Burnaby teachers and their supporters rallied outside of Richard Lee's Burnaby North office on Wednesday in a last-ditch effort to put pressure on the provincial government to opt for a negotiated settlement to the ongoing labour dispute.
A couple of dozen people lined Willingdon Avenue, waving placards and eliciting honks from supportive drivers.
"We are hoping to get a negotiated collective agreement - before it gets imposed or legislated in the summer time," said James Sanyshyn, incoming president of the Burnaby Teachers' Association. "It's our last chance to bring our issues back to the forefront."
In March, the provincial government passed Bill 22 in response to the labour dispute, which started in September.
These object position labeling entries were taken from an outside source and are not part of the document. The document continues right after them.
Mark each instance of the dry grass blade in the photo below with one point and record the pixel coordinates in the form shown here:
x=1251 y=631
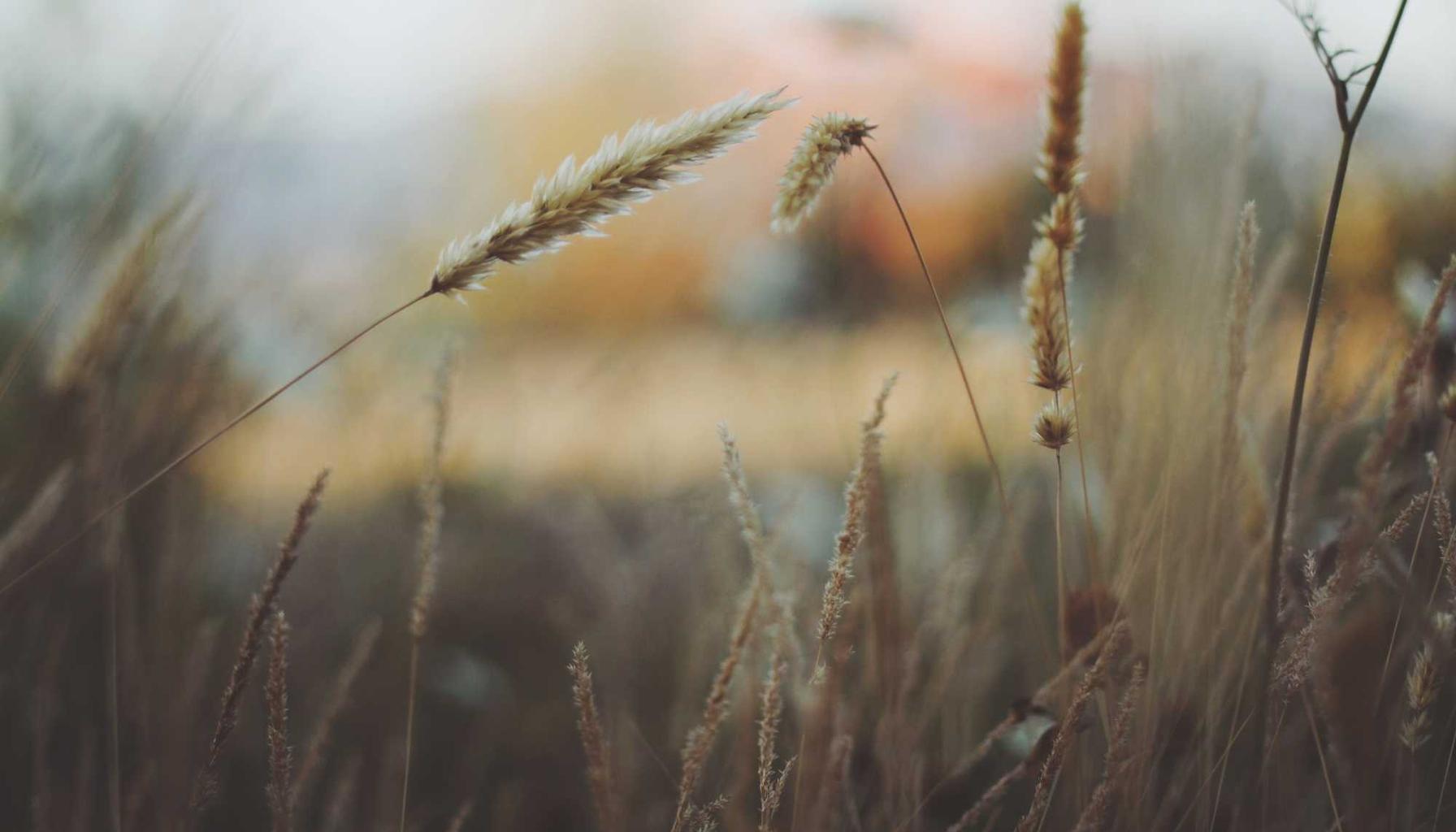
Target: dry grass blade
x=206 y=786
x=1069 y=726
x=318 y=747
The bill prohibits teachers from striking, imposes a "cooling off" period and appoints a mediator to facilitate the bargaining process without imposing any new costs to the government - meaning no pay increase for teachers.
If the two parties can't reach an agreement by summer, the mediator, Charles Jago, will issue a report by June 30 with non-binding recommendations.
The Burnaby Teachers' Association and the B.C. Teachers' Federation have been calling for a negotiated settlement, instead.
Jennifer Heighton, a teacher at Burnaby's Nelson Elementary, said she came out to make a statement to the government and the public that teachers care about public education.
"We are worried about all of the recent action by the government that will dismantle this system," she said. "Over the summer, the government is looking to impose a contract on us, and teachers really want them to think how this will affect all the children in B.C."
Heighton also had concerns that Bill 22 was taking away limits on class size and the number of special needs children in each class.
"That means all kids get less attention," she said.